A desire to touch Christ, like Mary Magdalene expressed, has remained a female characteristic within religious literature. A powerful medieval sermon story tells of a woman who achieved this desire: Jesus pleaded for her to touch him, and so she did, reaching through his wound, touching his heart, and receiving both absolution and restoration. The “bliss of heaven” now belonged to her. Of course, theoretically, women’s access to Christ has always been the same as that of men. The words of Paul assure that Christianity makes no sexual distinctions. Practically, however, the church filters women’s faith lessons. Sometimes women’s access to Jesus has been framed more in gender neutral ways, and sometimes it has been framed more in terms of their sex. Although the ways women acted out their faith in late medieval and early modern England often looked similar, the shift from designating women first by their faith to designating women first by their sex had significant consequences for ordinary women in the church—some of which still reverberate today.

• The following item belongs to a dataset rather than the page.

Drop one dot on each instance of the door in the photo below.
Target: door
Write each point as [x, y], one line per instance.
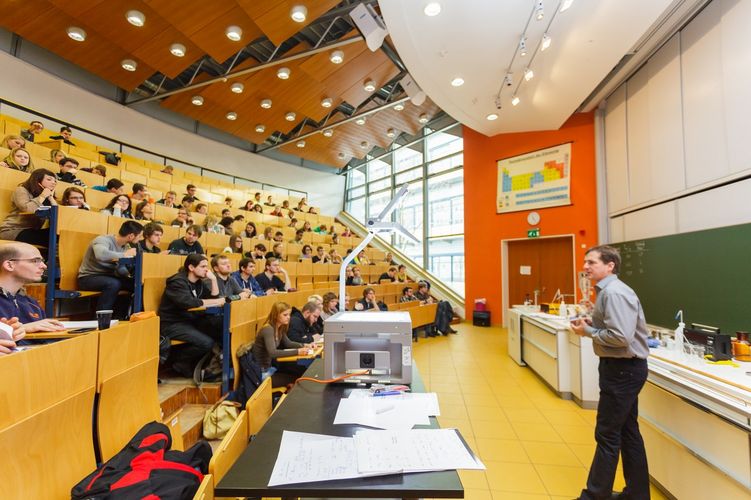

I. Introduction: Brief historical outline
II. Women in the Early English Church—Converting Queens and Saintly Girls
III. Fourth Lateran Council and Women
IV. Women in the Late Medieval English Church—Margery Kempe and her peers
V. The Reformation in England: A Woman’s Perspective
VI. Anglicans, Sectarians, and the Female Sex
VII. Epilogue: Women in the Modern Church
What a fascinating history of how your first trade book came to be written... how you had many directions your book could go before events in your life pushed your own story forward as a thread to be woven in with the history of men's subordination of women. I'm now putting together the book proposal for my memoir.